Qualcomm (QCOM) is set to report fourth quarter fiscal 2019 earnings results after the closing bell Wednesday. Shares of the San Diego-based semiconductor giant have gained nicely so far in 2019, rising 47% year to date, besting the 22% return of the S&P 500 index.
It would seem investors have opted to bet on the long-term prospects of Qualcomm and not the near-term headwinds. And rightfully so. Although Q4 expectations are underwhelming for a few reasons, including regulatory issues and royalty disputes, and the ban on China’s Huawei, which caused a dip in Q4 guidance. Wall Street now expects its Q4 earnings to fall about 22% year over year on the back of weak revenue. But things are poised to take a turn for the better.

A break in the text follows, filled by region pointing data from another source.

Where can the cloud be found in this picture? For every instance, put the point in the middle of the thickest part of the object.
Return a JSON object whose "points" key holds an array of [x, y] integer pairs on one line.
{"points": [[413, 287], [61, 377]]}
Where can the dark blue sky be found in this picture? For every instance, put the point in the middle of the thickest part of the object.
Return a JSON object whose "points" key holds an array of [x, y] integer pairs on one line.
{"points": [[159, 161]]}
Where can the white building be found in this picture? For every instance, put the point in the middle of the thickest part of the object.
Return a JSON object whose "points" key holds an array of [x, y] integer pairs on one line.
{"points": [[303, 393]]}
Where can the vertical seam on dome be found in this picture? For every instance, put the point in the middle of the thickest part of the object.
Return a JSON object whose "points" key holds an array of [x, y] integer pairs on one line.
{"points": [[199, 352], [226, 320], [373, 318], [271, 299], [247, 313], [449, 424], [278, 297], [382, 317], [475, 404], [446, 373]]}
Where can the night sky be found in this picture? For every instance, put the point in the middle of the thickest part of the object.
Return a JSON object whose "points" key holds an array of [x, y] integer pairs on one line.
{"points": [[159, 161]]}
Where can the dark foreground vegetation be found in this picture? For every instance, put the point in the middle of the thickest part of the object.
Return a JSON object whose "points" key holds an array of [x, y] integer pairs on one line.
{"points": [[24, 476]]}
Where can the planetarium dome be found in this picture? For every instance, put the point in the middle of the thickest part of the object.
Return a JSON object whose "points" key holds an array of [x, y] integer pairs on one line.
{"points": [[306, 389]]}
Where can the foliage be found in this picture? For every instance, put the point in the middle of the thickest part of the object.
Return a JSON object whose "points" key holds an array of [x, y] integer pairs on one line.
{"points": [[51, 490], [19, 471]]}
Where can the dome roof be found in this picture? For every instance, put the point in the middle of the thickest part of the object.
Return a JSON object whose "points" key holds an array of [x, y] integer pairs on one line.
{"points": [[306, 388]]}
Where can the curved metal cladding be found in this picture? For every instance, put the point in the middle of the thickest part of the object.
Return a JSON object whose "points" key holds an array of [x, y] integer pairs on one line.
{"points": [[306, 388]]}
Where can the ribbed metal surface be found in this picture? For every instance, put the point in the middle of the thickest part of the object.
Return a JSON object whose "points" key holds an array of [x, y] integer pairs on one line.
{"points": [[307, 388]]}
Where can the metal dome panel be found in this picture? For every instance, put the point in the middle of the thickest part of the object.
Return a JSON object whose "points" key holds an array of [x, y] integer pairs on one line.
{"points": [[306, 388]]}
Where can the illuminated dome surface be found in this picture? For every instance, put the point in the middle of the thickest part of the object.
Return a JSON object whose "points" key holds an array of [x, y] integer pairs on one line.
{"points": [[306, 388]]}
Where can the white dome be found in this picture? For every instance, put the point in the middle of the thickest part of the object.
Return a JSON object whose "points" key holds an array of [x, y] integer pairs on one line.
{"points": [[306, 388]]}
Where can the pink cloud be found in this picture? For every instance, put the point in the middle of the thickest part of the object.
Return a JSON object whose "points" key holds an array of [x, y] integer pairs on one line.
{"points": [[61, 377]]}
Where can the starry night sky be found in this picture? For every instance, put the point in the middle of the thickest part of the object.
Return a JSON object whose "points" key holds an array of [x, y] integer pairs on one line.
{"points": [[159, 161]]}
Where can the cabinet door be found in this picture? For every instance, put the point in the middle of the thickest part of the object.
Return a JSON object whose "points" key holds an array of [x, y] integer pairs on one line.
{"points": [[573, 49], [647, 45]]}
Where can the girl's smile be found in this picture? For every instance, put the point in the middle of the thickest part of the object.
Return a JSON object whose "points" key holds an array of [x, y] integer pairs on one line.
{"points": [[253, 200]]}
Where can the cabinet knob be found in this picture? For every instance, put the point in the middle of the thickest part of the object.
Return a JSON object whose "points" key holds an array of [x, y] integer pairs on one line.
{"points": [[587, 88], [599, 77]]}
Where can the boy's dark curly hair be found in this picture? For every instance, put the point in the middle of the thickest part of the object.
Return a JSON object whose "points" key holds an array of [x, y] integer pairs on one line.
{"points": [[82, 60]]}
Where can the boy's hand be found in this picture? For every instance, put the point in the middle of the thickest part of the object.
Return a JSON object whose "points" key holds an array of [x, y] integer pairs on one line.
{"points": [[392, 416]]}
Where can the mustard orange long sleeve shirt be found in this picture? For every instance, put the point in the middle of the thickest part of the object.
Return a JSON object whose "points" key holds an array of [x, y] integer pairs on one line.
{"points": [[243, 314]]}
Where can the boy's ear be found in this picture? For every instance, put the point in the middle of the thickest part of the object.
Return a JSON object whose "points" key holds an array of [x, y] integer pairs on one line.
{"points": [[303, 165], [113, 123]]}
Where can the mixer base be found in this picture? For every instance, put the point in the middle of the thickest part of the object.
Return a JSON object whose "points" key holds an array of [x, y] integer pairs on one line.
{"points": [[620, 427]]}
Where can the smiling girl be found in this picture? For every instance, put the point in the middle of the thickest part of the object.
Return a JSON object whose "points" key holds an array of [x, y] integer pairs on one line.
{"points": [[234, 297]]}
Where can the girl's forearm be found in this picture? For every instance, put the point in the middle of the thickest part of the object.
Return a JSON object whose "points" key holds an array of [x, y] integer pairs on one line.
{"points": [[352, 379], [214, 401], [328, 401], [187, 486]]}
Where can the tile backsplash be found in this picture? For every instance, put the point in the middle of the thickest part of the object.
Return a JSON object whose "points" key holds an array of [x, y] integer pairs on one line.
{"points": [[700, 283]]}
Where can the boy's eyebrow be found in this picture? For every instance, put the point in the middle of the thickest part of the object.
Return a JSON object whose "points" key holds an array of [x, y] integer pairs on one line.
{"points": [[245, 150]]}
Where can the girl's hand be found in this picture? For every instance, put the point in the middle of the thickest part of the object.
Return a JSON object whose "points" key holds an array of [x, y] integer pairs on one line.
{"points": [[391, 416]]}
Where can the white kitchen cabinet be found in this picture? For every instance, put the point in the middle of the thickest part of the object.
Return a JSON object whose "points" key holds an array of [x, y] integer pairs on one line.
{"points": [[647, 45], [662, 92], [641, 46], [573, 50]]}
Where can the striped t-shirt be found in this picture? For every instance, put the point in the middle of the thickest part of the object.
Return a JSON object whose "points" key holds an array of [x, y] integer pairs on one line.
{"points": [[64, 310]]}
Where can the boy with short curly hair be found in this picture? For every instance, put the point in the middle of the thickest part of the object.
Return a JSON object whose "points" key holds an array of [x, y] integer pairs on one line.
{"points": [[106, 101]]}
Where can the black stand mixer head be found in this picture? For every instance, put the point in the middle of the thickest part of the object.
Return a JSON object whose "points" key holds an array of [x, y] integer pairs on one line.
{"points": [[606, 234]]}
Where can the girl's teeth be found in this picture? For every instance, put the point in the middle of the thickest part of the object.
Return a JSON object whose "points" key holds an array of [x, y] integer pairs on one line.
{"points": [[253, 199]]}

The investment thesis in Qualcomm continues to be the industry shift towards 5G, which has considerable upside as the wireless giant. Given its breadth of IP, licensing revenue and the fact that Qualcomm’s chips are well ahead of competitors when it comes to speed and other features, it’s hard to imagine another company having more exposure to not only 5G but with the ability to capture more content per smartphone. That said, on Wednesday Qualcomm must give investors a reason to wait for the 5G opportunity to be realized.
For the quarter that ended September, Wall Street expects Qualcomm to earn 70 cents per share on revenue of $4.7 billion. This compares to the year-ago quarter when earnings came to 90 cents per share on revenue of $5.83 billion. For the full year, earnings of $3.47 per share would decline from $3.69 a year ago, while full-year revenue of $19.3 billion would decline 15% year over year.
Qualcomm has established a solid track record of topping analysts' earnings estimates. And if the company can deliver a strong quarter and guidance, as Intel (INTC) did a few weeks ago, Qualcomm stock should continue to uptrend. The bulk Qualcomm's revenue is generated from its CDMA Technologies business, which makes chips for phones and other devices. In the third quarter that business was under pressure, however, with revenue of $3.6 billion falling about 13% year over year and 4% sequentially.
The weakness caused a top line miss, though the company beat Q3 EPS estimates by 3 cents. What’s more, citing the trade war with China, Qualcomm also guided for lower Q4 revenue. But, as noted, the company’s 5G capabilities is what investors are excited about. The 5G market is expected to grow from $2 billion in 2020 to north of $23 billion by 2026.
This is a massive opportunity for Qualcomm which aims to be the leader in these 5G deployments, which could be the foundational technology for areas like self-driving cars and streaming virtual reality. On Wednesday the company will need to affirm that 5G growth expectations are realistic and issue guidance for fiscal 2020 in a way that affirms that confidence.